Se o sofrimento é o intervalo entre duas felicidades, como já dizia o poeta Vinicius de Moraes, estas estão longe de serem fruto de soluções simples. A felicidade é um trabalho de todos os dias, costurado delicadamente, feito de pequenos prazeres como um verdadeiro “artesanato cotidiano”, para usar a expressão do psiquiatra francês Boris Cyrulnik, autor da teoria da resiliência. Para ele, a resiliência é a arte de navegar nas enxurradas. Ou, numa versão mais recente do conceito, a volta à vida após um trauma psicológico.
O especialista aposta na ideia de que felicidade e infelicidade são duas faces de uma mesma moeda. A equação, a um primeiro olhar, parece lógica. “Se uma pessoa vive rodeada de felicidade, isso não a fará feliz. O que gera a felicidade é vencer a infelicidade, ser mais duro do que ela”, sentencia. O raciocínio dele é relativamente simples. As dores fazem parte da vida. “Não existe biografia sem feridas”, alerta.
O conceito de resiliência cunhado por Cyrulnik foi importado da física. Ao sofrer um forte impacto ou pressão, no qual passam por deformações, alguns materiais resistem e recuperam a sua forma original. É o caso de uma bola de borracha, por exemplo. Ou de uma vara de salto em altura. Ao aplicar a metáfora ao ser humano, o psiquiatra procurou designar a capacidade de superar traumas e feridas.

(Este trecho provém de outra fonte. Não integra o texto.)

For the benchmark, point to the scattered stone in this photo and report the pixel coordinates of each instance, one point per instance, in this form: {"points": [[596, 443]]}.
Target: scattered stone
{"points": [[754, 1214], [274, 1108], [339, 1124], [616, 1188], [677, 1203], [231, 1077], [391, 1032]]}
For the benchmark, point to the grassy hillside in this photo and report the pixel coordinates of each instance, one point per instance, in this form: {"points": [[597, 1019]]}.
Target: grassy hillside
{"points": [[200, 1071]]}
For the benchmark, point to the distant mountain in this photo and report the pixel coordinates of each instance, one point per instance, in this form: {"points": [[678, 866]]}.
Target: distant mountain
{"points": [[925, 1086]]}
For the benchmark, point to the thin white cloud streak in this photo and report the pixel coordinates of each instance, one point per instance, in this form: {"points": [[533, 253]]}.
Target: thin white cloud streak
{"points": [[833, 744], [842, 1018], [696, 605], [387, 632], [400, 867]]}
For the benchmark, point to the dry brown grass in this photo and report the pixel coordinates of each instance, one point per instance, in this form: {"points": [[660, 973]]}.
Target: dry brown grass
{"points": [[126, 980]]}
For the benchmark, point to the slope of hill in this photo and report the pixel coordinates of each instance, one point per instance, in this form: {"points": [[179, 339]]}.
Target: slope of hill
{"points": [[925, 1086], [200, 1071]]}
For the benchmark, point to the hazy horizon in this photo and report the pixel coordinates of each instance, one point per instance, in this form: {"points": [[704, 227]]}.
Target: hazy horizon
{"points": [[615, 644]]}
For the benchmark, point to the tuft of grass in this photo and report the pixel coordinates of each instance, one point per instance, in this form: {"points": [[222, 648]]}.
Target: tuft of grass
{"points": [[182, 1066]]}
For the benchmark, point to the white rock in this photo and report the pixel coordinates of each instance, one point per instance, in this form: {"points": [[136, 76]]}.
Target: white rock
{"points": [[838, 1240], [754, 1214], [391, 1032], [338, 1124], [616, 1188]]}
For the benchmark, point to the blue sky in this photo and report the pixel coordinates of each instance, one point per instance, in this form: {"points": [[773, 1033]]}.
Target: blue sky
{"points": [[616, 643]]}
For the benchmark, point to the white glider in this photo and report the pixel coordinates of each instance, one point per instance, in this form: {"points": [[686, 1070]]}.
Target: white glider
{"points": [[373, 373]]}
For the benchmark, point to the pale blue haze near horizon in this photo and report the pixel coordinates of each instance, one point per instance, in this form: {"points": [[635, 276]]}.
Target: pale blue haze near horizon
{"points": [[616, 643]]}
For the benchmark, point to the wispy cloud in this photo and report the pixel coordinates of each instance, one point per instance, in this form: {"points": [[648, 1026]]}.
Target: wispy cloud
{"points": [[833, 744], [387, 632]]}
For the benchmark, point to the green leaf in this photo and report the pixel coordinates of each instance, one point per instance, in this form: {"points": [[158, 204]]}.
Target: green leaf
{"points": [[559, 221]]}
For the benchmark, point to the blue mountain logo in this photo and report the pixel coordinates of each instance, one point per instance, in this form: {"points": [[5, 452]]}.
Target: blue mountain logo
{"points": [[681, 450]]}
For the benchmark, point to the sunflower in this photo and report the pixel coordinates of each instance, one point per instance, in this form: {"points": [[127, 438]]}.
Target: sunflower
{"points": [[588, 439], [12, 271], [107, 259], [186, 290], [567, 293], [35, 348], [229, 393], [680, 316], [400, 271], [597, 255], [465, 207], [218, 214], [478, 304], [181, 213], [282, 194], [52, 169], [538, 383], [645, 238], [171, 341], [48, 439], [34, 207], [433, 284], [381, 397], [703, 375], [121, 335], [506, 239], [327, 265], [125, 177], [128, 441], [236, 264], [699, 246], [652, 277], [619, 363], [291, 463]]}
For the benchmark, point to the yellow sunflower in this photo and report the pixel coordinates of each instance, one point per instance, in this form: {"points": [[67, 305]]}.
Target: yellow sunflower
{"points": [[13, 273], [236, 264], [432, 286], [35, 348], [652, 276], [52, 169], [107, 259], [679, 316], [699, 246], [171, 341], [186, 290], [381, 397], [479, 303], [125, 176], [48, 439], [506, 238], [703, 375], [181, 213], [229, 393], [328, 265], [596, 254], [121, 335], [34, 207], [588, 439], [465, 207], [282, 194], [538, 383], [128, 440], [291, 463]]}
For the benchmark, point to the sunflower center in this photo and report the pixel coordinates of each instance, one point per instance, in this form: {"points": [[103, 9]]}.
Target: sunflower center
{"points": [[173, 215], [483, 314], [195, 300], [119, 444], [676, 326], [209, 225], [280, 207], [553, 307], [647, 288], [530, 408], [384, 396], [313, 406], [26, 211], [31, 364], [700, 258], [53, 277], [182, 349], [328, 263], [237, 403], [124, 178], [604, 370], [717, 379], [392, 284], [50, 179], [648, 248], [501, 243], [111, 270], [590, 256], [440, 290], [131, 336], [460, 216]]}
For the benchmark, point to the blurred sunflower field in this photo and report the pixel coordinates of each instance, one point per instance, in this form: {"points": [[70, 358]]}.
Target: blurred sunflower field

O indivíduo pode, sim, receber o impacto e seguir adiante sem se destruir, em uma atitude de superação. “Somos empurrados a uma enxurrada por uma desgraça da vida: alguns se deixam arrastar e atingir, outros se debatem e, com um pouco de sorte, colocam-se novamente a salvo”, afirmou, em entrevista ao El País.
Nesta proposta, a síntese do conceito poderia ser representada pela mola e pelo tricô. A primeira retorna à forma original após qualquer tipo de pressão, choque violento ou deformação elástica, exigindo flexibilidade, elasticidade, criatividade e reconstrução. Já o tricô é a capacidade diária de se construir e reconstruir, milimetricamente, tecendo os recursos mais profundos para superar as adversidades.
Neste percurso, questões como aceitação da realidade, crença inabalável no sentido da vida e capacidade de improviso são apontadas como fundamentais. Não é uma adaptação às feridas da alma, mas uma necessidade de mudar para não se afogar na dor. Receita para a felicidade? Longe disso. Apenas uma atitude vital positiva para tentar estimular a reparação dos danos sofridos, retomando a vida após a agonia.